When my husband and I bought our first home in 2019, we were so excited. We saw past the buckling hardwood floors, the dated kitchen, and the literal piece of paper taped to the wall where a section of crown molding was missing. We saw a home we loved.
Anxious to start moving in (I was pregnant), we looked past things we probably shouldn’t have. We were first-time buyers and there were some red flags that we ignored, many of which should have at least been a discussion with the realtors or sellers.
Buying a home, whether it’s your first home or not, is an overwhelming and exciting time. When you find a home you can envision your family in, it can become all-consuming. And most clever sellers know this and use it to their advantage. Sometimes it’s innocuous things, but other times these staging “tricks” might be covering up something more serious.
Staging a home in and of itself isn’t manipulative. It helps the buyer see the potential of the home and connect with it more than if it were a vacant home. But being aware of common staging techniques can help you become a more savvy shopper and save you from some potential headaches in the future.
Curtains can make a room feel warm and inviting. They provide some privacy, add some insulation, and help tie the room together. But, they are also good at hiding problems. Always make sure to check all the windows in each room to see their condition. Older windows may lead to issues regulating temperatures in the rooms, which affect energy bills.
Additionally, broken, damaged, or cracked windows or walls can be strategically hidden by curtains. Window treatments can also camouflage small windows, making them appear larger. Hanging curtains closer to the ceiling is a trick that most homeowners employ to make their rooms feel taller and airier. This is common, just make sure to open all the curtains while looking at homes.
2. Fresh Paint
In most cases, adding a fresh coat of paint is a positive sign the seller is trying to update the home for a new owner. That said, paint can cover up a lot, like mildew, water spots, and other potential deal breakers. If it looks like the paint job was rushed, ask questions about past issues with mildew.
3. Overpowering Air Fresheners
If the seller has added overwhelming scents to the home before the showing, they might be trying to cover something up. Pet odors, cigarette smoke, or sewage odor might be present, however temporarily masked by a strong scent.
Sellers still usually use some sort of scent when showing a home, although in recent years sellers are using less offensive air fresheners and going with more subtle essential oils or DIY room sprays.
4. Background Music
As with the above-mentioned, another sense that the seller may try to manipulate is your hearing. If background music is playing during the showing, the seller might be trying to cover up road noise, nearby train tracks, or foot traffic. It’s best to ask them to turn off the music to get a feel of what sounds and noises you’ll be hearing on a daily basis.
5. All The Lights Are On
Sellers typically want the home to look as light and bright as possible, so they may have all the lights on to try to fake it a little. Natural light is a hot commodity, and many older homes won’t have much. So, always turn some lights off to see what the natural light situation would be.
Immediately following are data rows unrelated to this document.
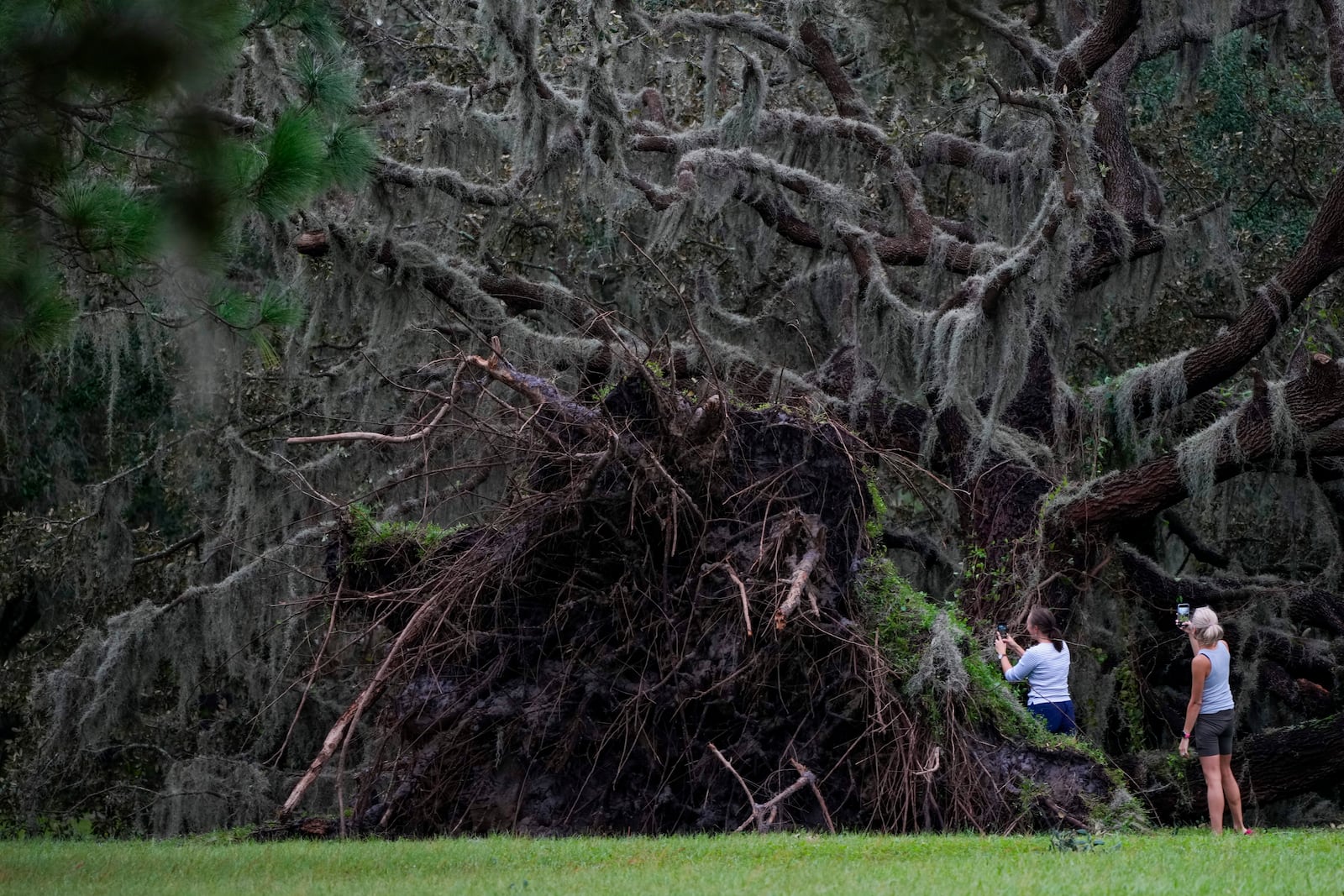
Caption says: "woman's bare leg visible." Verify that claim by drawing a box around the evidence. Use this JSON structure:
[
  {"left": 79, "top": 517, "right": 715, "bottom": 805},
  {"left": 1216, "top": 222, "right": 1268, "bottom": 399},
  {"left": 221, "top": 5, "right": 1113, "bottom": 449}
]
[
  {"left": 1220, "top": 753, "right": 1246, "bottom": 834},
  {"left": 1199, "top": 757, "right": 1226, "bottom": 834}
]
We love a good rug. They can make the room look more put-together, brighten up a dark room, and bring out the beauty of hardwood floors. But obviously, rugs can also hide imperfections.
Stained, scuffed, and/or damaged floors can easily be covered up by a pretty rug, so make sure you have a good idea about the condition of the floors before you make any big decisions. If rugs are over already carpeted flooring, check to see what condition they’re in too. Always be aware of any potential water damage or foundation issues before buying a home.
7. Mirrors, Artwork, Decor
Mirrors can make a room look larger and brighter, so keep that in mind when envisioning your space. Check the measurements of the room to make sure your furniture will fit well. Strategically placed mirrors, artwork, and decor can also hide cracks, blemishes, and water stains on walls.
8. Furniture Placement
Beyond decor, placing smaller or compact furniture in a small room is another tactic to make it appear larger. Does the dining room have a compact four-top or a table that can seat 10? Is there a full-size mattress in the master bedroom compared to your king-size at home? Always be sure to think about your current furniture and how it may look in the space.